Haven gone through the Nigerian educational system, I find it difficult to fold my arms and just enjoy the moment; I like to share my thoughts and possibly get yours.
Back in my University days, a female friend had sought my help in dealing with a lecturer who wouldn’t let her graduate by holding on to her result in particular course. Her offence was that her beauty was too stunning and he had to have his share of her pie, can you believe that?
The lady, 19 years old at the time, was truly a beauty to behold but she was also very brilliant and closes the semester with a “B”. I simply told the lady to get a recording of their conversation and I sent to him days after. I told him in a short message how much damage the recording could cause, he yielded and my friend was able to graduate. There are thousands of young people who have been victims of such superiors and weren’t lucky enough to find a voice to fight back.

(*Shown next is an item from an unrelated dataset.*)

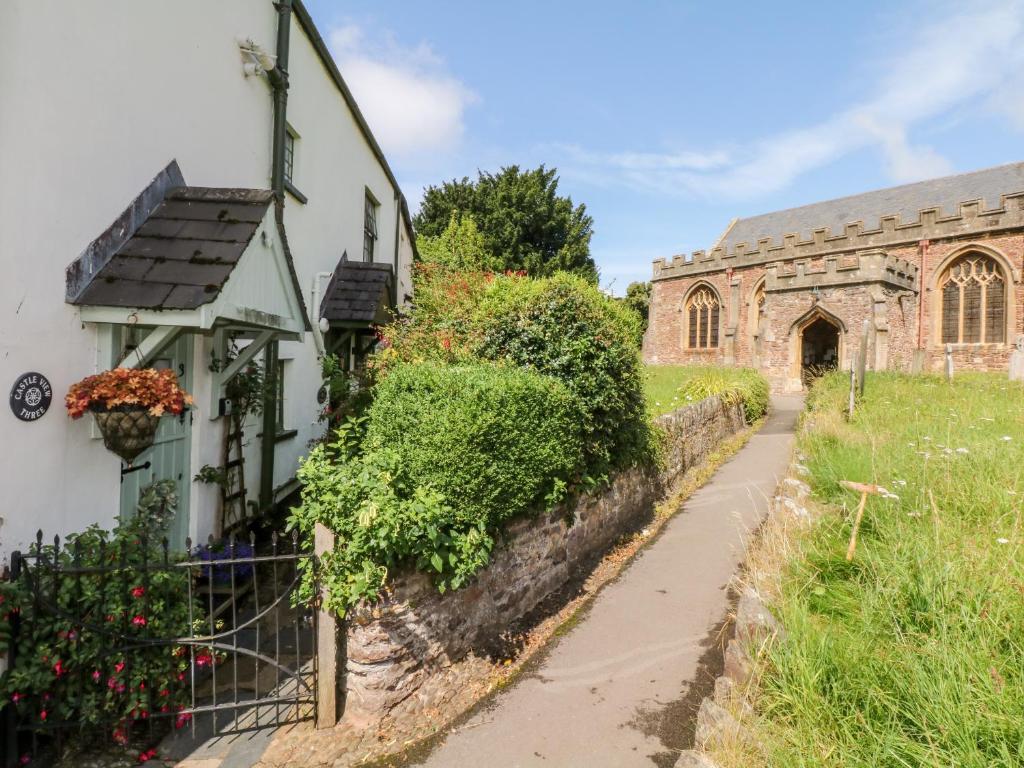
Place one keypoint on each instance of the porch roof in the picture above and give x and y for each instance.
(182, 253)
(359, 293)
(189, 256)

A story was told of a lecturer who was killed in Ogun state with his manhood severed, he was said to have taking pleasure in forcing students to bed in exchange for grades. There must have been many such cases where people choose silence and resort to self-help, figure out all the options if you can.

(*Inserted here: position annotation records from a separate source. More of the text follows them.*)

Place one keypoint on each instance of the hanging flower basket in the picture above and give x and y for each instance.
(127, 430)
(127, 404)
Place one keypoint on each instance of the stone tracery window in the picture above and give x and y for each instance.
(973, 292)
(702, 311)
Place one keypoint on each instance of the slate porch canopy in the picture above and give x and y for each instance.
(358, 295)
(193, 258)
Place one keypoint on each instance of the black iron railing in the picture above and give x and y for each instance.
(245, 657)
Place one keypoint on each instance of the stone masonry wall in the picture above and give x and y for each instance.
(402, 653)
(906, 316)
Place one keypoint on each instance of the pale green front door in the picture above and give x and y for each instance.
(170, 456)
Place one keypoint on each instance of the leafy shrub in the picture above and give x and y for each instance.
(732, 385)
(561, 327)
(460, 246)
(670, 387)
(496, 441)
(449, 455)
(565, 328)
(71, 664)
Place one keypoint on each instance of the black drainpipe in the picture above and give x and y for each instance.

But really, are these people at fault? Well… it is neither here nor there and here is what I mean; when you find yourself in a situation like the “sex for mark” or “sex for promotion” or any case of exploitation, I think the best thing to do if you are truly competent is to blow the whistle and let us bring the perpetrators to book.
However, the question of stigmatization of the victim is also a major factor that hinders people from speaking out when confronted with issues like this, supporters of the culprits often lash out and call the victim names and try to shame them for speaking out. Such is what our society has become, some will say “why not give the sex and move on, after all it doesn’t read like a meter”.
Now “sex for this or that” runs through our entire system, from government to private parastatals, even religious bodies have their share, if not a large chunk and everybody just keeps mum over these issues.
The University of Lagos lecturer who was recently dismissed is a good scape goat but what do you think should happen to those in other organizations besides the academia?
I think it high time we start to deal decisively with issues like this without caring whose horse is gored, let us restore sanity to humanity.
Remember today as always, to make somebody smile with your acts of kindness. Have a great week!